I decided to take a gap year because I want to make sure that my applications for grad school are as strong as possible. As far as my GPA and involvement standings, my application would be pretty strong but I'm only going to have 1,500 clinical hours before I apply (UF is a "recommended" 2,000 hours) and I still have to study and take the GRE. I know myself, and I know that I am not that great at standardized testing, so with that being said I need to sit down and study for the GRE... and right now I just don't have time for that. Sure, I could attempt to cram all of my GRE-prep, work crazy hours, and somehow manage to not ruin my GPA to apply straight out of undergrad---- But I 1) don't want to hate myself and 2) what is the rush? Instead of entering the workforce as a PA when I'm 24, I'll be 25... to me and my family that doesn't seem like a huge deal #blessed.
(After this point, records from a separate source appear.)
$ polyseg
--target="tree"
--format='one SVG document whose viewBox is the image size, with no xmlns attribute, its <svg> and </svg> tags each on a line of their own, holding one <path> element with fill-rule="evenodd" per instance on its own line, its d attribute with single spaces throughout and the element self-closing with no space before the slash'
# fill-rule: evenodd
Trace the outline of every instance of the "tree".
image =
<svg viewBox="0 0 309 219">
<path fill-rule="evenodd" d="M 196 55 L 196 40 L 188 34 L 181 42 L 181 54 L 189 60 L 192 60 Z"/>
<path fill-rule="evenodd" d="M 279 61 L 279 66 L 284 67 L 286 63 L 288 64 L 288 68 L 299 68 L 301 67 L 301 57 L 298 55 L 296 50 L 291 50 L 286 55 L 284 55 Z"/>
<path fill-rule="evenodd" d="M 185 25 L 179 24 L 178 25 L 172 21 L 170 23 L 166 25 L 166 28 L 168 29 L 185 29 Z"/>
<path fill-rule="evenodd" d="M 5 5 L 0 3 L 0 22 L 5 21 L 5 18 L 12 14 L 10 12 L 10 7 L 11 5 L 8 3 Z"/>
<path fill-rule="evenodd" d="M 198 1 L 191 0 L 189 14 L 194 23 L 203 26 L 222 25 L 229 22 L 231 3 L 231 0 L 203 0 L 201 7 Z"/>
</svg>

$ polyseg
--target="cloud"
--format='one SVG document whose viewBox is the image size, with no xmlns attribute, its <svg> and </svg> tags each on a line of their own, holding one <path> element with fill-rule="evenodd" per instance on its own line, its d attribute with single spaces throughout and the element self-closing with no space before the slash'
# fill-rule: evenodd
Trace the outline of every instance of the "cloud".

What are your plans during your gap year?
During my gap year, I plan to study for the GRE and work. I'll actually start studying for the GRE in my final semester at UF (fun!) so I'll probably start out my gap year with taking the GRE. I am currently working at an assisted living facility and I plan to transfer to a hospital setting so that I can diversify my clinical hours and hopefully get a letter of recc or two in the process. In that year I also plan to travel a little bit and spend as much time with my family as possible.